Thursday, October 12, 2017

Making Christ alive

THIS is no gratuitous, baseless pursuit. We are not
indulging in some fantasy when we exert the effort to make Christ
alive in us. In the first place, because Christ himself is alive. He
continues to be with us and is, in fact, actively intervening in our
lives. We are not in some make-believe world.

            It’s us who have the problem since we tend to ignore him.
It’s the same problem once articulated by St. Augustine: “You were
with me, but I was not with you.” And even the things around all point
to us about Christ’s constant interventions in our lives. Still, we
fail to be aware of him.

            Christ, of course, died, but then he rose again, never to
die again. And even if he rose again, he after so many days ascended
into heaven. He should not be around anymore. But, no, he continues to
be here, this time in the Holy Spirit!

            Let’s remember that before he went up to heaven, he
promised the coming of the Holy Spirit who would bring to us
everything that Christ did and said. More than that, the Holy Spirit
brings Christ alive in us.

            This is how God works. The entire trinity of the Father,
the Son and the Holy Spirit is involved in this continuing divine
effort to bring us back to where we came from—that is, from God
himself in whose image and likeness we have been created. And God in
his work cannot be frustrated despite the mess we make.

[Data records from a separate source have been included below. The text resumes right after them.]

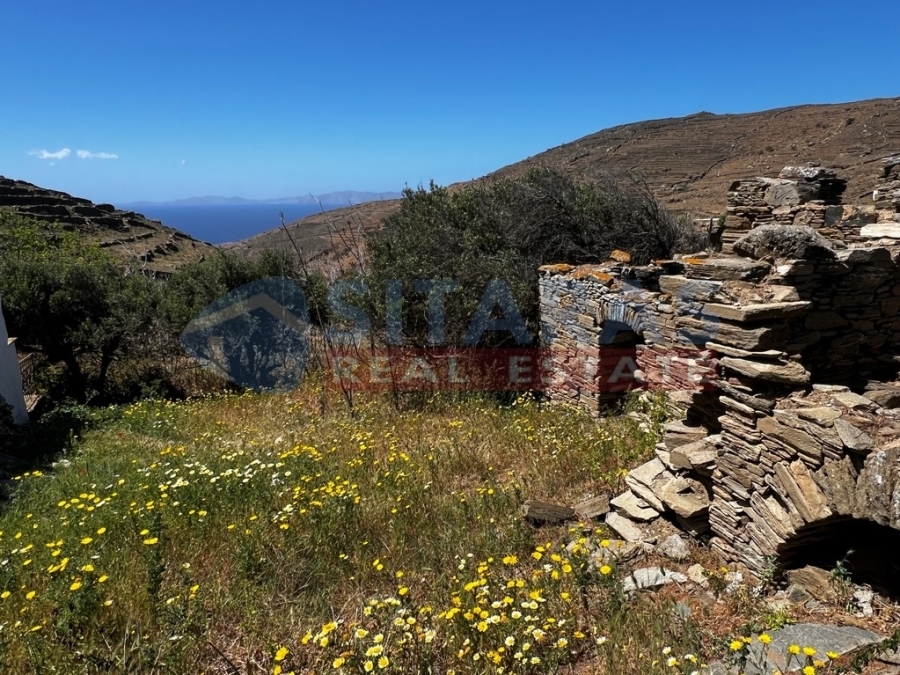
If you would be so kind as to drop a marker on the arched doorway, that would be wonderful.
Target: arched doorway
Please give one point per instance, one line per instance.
(862, 550)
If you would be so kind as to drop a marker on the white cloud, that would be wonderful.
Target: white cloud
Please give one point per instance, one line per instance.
(46, 154)
(87, 154)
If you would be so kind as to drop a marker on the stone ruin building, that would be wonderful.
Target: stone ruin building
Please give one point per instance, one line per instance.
(781, 357)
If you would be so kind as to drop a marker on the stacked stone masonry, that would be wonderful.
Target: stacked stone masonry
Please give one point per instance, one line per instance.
(813, 197)
(784, 370)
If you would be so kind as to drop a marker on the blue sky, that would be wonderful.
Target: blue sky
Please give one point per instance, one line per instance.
(277, 98)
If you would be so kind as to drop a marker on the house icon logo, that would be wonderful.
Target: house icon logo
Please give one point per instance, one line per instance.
(256, 336)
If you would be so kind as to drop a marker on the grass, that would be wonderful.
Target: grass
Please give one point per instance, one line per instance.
(272, 534)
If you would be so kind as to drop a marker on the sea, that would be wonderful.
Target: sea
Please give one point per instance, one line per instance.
(222, 224)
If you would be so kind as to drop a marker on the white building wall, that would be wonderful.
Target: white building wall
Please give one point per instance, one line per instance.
(11, 375)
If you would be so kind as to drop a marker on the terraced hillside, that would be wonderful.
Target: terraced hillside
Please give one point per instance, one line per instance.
(689, 162)
(146, 243)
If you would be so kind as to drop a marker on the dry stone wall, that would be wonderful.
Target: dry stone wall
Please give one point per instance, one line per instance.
(783, 364)
(814, 197)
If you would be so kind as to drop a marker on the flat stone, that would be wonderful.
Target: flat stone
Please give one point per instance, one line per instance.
(822, 638)
(625, 528)
(687, 498)
(725, 269)
(824, 417)
(545, 513)
(786, 372)
(699, 456)
(633, 507)
(648, 481)
(758, 312)
(592, 508)
(818, 583)
(728, 350)
(674, 547)
(852, 401)
(697, 574)
(676, 434)
(651, 577)
(824, 320)
(699, 332)
(806, 496)
(855, 439)
(888, 397)
(617, 551)
(689, 289)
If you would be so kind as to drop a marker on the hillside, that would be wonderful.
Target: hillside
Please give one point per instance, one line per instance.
(148, 243)
(688, 162)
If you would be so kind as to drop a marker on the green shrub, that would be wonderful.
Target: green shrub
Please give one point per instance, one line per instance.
(504, 231)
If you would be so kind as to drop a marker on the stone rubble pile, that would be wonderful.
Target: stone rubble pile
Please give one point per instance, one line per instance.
(774, 447)
(887, 192)
(808, 196)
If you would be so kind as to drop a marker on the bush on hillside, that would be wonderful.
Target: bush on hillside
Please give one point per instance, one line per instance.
(106, 332)
(505, 231)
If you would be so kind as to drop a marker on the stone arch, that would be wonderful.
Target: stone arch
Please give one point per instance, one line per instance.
(820, 515)
(618, 311)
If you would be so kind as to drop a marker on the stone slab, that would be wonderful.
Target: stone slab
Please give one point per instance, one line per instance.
(757, 312)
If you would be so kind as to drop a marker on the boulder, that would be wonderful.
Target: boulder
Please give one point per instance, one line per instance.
(651, 577)
(769, 242)
(633, 507)
(625, 528)
(674, 547)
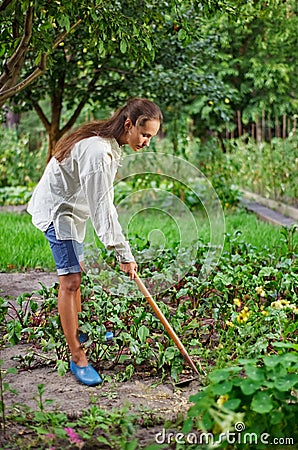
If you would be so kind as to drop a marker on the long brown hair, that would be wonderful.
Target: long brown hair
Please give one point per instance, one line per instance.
(138, 110)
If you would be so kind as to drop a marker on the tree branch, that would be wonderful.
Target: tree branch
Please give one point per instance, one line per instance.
(4, 4)
(82, 103)
(22, 48)
(5, 94)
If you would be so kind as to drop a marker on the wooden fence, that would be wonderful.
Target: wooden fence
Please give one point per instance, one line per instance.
(264, 128)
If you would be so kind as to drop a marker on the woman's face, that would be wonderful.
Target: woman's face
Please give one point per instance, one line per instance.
(138, 137)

            We just have to exercise our faith to the hilt. With it we
enter into a reality that goes beyond what we simply can see and touch
and understand. With it we can feel at home even with mysteries which,
by the way, abound in our life since we are not confined only to the
sensible and material realities. Our world includes the spiritual and
the supernatural.

            Exercising our faith means constantly dealing with the
Holy Spirit. Dealing with the Holy Spirit involves certain
requirements, like deepening our knowledge of the truths of our faith
by meditating on the gospel, studying the catechism, following the
teachings of the Pope, etc.

            It also involves constant spiritual struggle against our
weaknesses, temptations and sins. It certainly involves developing
virtues so that we gradually can be more perceptive of the promptings
of the Holy Spirit.

            Also indispensable is the recourse to the sacraments which
are the very channels of grace that Christ himself instituted so that
his presence and the effectiveness of his redemptive work on us can be
perpetuated till the end of time.

            This is how we can make Christ alive in us, Christ who
will always understand us even if we many times fail him. We just have
to do our part, and do it as best as we can, even to the point of
heroism and martyrdom. This, in fact, is also the extent Christ does
to reach us and to save us.

            If we correspond actively to what Christ has done for us,
we in the Holy Spirit can truly manage to make Christ alive in us. It
is really just a matter of being consistent with our faith that brings
with it the other virtues of hope and charity. In that way, we would
be dealing with the Holy Spirit who will bring Christ to us alive.